A newly-married lady fearing the fire would reach her
dwelling, succeeded in hiring a team, and putting into it her best furniture, bedding, husband's clothes, and all her silver, sent them up to her mother's house at about four o'clock in the afternoon. At six o'clock her mother's residence was burned down, and with it all that was in it, while her own house was about half a mile from the vicinity of the fire. The lady was quite annoyed when the folks came in for a night's lodging that night, shortly after tea was over.
Considerable consternation prevailed among the people when it was known that nearly all the flour in town had been burned. The estimated loss was considered to be about fifty or sixty thousand barrels. One man is said to have hurried out and paid $18 for a barrel, while there were several persons who paid twenty cents a loaf for bread.
A good many people who feared the fire was coming their way moved out, and put their furniture, etc., in the street, and watched it till after midnight, when the expected flames not arriving, they marched the effects back again. The goods were almost as much damaged as if they had remained in the fire. Large quantities of material were lost in this way, and a lady saved an old pewter-box which once contained her husband's sleeve-buttons and studs, while she wrapped the latter up in a bag and never saw them again.

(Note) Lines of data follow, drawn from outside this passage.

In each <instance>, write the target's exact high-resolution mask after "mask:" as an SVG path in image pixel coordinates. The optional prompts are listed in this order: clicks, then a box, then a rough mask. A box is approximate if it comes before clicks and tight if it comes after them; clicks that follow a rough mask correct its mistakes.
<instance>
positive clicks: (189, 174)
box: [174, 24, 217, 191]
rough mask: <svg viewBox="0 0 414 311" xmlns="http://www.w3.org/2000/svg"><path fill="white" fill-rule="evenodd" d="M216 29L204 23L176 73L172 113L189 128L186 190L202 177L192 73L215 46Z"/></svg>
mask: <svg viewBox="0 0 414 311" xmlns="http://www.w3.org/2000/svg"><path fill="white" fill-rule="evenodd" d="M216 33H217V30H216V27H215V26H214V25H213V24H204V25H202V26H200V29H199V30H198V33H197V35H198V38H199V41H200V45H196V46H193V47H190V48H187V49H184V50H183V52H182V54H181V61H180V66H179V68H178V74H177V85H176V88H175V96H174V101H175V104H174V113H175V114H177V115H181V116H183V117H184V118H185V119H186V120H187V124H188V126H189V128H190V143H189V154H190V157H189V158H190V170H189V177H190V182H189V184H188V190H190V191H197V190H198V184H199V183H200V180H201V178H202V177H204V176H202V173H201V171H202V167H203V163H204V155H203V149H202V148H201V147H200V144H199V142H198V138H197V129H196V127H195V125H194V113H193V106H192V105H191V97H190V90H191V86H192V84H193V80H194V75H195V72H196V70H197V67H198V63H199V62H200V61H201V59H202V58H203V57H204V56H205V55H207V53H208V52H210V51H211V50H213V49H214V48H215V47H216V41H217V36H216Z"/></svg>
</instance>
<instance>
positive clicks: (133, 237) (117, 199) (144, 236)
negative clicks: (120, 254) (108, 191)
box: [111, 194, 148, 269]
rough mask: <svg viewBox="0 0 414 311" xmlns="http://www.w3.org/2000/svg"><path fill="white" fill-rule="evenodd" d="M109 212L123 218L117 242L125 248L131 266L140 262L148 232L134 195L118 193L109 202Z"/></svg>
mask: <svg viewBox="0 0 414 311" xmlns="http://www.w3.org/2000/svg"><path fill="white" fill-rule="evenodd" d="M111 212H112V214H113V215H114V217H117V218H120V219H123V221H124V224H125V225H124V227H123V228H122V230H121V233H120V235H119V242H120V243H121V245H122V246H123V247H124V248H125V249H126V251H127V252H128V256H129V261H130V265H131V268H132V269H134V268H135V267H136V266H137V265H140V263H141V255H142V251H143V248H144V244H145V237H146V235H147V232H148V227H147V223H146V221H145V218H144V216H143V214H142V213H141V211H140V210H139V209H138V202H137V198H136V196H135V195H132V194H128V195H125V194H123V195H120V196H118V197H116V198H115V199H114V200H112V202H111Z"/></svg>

Quite a number of cases of petty thieving occurred. A drug store, shortly before the fire came to it, was filled with a gang of roughs and pickpockets, who insisted on
helping the proprietor to save a few things. They were saving them with a vengeance; opening every box and package that came in their way, and taking a dip out of each. One young man, whose face bore the picture of health, had managed to save, when detected, enough Blood Mixture to cure the scrofula in his family for the next fifteen years. Boys, who should have stolen soap, were going in for that excellent capillary restorer, Mrs. Allen's Zylobalsamum, and a man, hobbling along with a wooden leg, was filling his pockets with bunion and corn plasters. The boxes had a neat look, and he thought he would see the next day what the contents were good for. Everyone wanted to help, and one could not but admire the zeal with which these gentry emptied drawers and boxes on the floor, and scrambled for the contents. One young gentleman in his anxiety to save a mirror-stand, which certainly could never be of any use to him, cut it in two and hastened away, leaving a drawer full of toothpicks, and a bottle of rat poison behind him, which he might have had just as well as not. A citizen, who said he felt dry after working so hard all day, regaled himself with a pint bottle of Ipecacuanha wine, and left immediately after it was down, to see how the fire was getting along in another place. One can never forget these little acts of kindness. It is the performance of deeds like these which exalts a nation, and makes us feel that the world is not altogether a fleeting show or a snare.